By Abhik Dutta

If variety is the spice of life then India surely must rank as one of the most exotic and rare concoctions ever devised by God. In the cultural and historical cauldron that makes India so special, there is unity in diversity – a saying that every child must learn at the history classes in school and one that he will swear by for the rest of his life. During your travels in India, at every step you will be faced by this diversity – in the people, the geography, history, the architecture, the language and the lifestyles of the people.

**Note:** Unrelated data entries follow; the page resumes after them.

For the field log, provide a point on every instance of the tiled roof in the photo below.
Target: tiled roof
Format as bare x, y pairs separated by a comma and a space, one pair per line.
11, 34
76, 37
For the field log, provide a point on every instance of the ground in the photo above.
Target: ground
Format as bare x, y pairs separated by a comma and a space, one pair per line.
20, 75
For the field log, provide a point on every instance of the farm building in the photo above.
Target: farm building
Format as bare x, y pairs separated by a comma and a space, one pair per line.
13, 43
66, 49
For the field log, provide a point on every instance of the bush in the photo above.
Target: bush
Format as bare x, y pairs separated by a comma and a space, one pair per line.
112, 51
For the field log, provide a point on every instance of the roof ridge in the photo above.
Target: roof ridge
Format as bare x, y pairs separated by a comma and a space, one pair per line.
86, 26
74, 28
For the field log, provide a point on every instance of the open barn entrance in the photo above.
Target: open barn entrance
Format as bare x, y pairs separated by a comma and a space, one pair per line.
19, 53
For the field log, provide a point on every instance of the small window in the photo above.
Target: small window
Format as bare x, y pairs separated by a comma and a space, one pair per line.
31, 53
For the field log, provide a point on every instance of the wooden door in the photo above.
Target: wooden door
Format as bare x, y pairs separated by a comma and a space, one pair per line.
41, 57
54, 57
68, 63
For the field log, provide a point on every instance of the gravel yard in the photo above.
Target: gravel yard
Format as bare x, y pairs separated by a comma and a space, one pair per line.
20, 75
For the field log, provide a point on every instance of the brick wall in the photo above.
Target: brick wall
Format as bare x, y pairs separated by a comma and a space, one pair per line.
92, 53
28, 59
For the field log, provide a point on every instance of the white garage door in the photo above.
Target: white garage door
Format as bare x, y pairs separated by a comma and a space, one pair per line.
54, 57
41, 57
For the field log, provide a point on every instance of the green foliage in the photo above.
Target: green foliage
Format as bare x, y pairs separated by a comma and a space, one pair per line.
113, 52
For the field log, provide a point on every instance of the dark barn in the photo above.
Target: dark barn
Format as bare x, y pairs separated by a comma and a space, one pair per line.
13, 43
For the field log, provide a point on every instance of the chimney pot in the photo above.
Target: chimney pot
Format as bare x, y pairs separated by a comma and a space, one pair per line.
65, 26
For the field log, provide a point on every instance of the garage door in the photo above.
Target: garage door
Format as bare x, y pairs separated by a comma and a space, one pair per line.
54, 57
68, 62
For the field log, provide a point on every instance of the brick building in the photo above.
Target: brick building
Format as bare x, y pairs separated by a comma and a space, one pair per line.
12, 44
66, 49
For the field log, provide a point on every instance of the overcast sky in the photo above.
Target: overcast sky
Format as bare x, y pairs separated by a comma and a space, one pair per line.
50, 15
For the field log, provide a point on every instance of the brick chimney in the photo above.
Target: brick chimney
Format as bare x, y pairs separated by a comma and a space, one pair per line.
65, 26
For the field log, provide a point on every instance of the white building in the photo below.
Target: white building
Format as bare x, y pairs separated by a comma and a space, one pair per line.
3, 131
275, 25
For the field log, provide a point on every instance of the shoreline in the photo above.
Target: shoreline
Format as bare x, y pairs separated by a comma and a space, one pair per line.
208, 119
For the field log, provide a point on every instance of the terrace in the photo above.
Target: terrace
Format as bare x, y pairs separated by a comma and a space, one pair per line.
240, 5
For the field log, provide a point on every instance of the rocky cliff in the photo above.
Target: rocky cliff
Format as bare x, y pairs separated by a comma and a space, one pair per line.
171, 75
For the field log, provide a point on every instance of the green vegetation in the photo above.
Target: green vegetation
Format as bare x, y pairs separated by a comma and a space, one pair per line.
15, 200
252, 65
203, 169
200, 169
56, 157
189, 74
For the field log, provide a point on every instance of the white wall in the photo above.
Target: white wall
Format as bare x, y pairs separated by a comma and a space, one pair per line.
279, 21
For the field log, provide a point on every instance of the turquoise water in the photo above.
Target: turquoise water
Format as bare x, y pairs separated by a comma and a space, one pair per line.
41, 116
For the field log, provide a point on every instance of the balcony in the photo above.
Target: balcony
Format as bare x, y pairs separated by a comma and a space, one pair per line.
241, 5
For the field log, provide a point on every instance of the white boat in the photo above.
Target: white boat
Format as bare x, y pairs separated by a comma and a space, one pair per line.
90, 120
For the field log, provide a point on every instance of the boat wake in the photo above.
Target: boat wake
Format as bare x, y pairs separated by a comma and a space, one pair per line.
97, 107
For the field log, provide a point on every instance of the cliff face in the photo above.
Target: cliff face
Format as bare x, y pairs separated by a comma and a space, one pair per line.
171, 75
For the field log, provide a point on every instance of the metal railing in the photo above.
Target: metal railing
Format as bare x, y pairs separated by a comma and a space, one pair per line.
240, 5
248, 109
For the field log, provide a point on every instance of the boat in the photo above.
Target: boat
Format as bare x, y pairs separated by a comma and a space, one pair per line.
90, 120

It is a land that is steeped in history; where every stone has witnessed the passage of time and has a story to tell- of 33,00,00,000 Gods and Goddesses prancing in their playgrounds, of Kings and Queens, brave warriors, faithful stallions, courage and treachery and noble deeds; of freedom fighters and Godmen, sages and saints, preachers and poets –  the list is endless.

It is a land whose parentage can be traced back to more than 3500 years. And since then various dynasties and Kingdoms have shaped its turbulent and checkered history down the ages. It is all still evident in the ruins, monuments, forts, battlefields and palaces that still reverberate with the sound of battle and distant war cries.

Geographically, India has everything that a visitor may seek. From the remote high altitude regions of the high Himalayas to the mesmeric coast that overlooks two seas and an ocean, from the fertile plains of the Gangetic belt to the arid desert in Rajasthan, India has everything. Crisscrossing the length and breadth of the country are rivers, most of which are associated with the many Gods that Indians worship today – the most venerable being the Ganges and the Yamuna. The other great rivers that flow from the Himalayas are the Indus, the five sisters of Punjab- Jhelum, Chenab, Ravi, Sutlej and Beas – the river Teesta that tumbles down Sikkim and the mighty Brahmaputra that flows through the North East bringing both wealth as well as destruction in its wake. In the plains, the other great rivers are the Narmada that originates in Madhya Pradesh, the Cauvery in Tamil Nadu and Karnataka and the Mahanadi in Orissa to name a few.

The mesmerising beauty of the Himalayas has over the years attracted sages, explorers and adventurers alike. It is here that the Gods resided and till date this region is associated deeply with religion. The peaks and the passes continue to draw the mountaineer in search of the final climb that will give them ‘moksha’ or liberty. The pilgrims come here each year in search of peace and enlightenment. Exotic and challenging trails draw thousands of trekkers to the Himalayas that swing like a necklace from Kashmir in the West to Arunachal Pradesh in the East. The rivers attract the rafters and kayakers who wish to tame the deadly rapids. Undoubtedly, the Himalayan range is nature’s biggest gift to India. It has a vast coastline and pristine and little known beaches dot the coast. Goan beaches rake in the tourist moolah each year in the beach category alongwith Varkala and Kovalam in Kerala.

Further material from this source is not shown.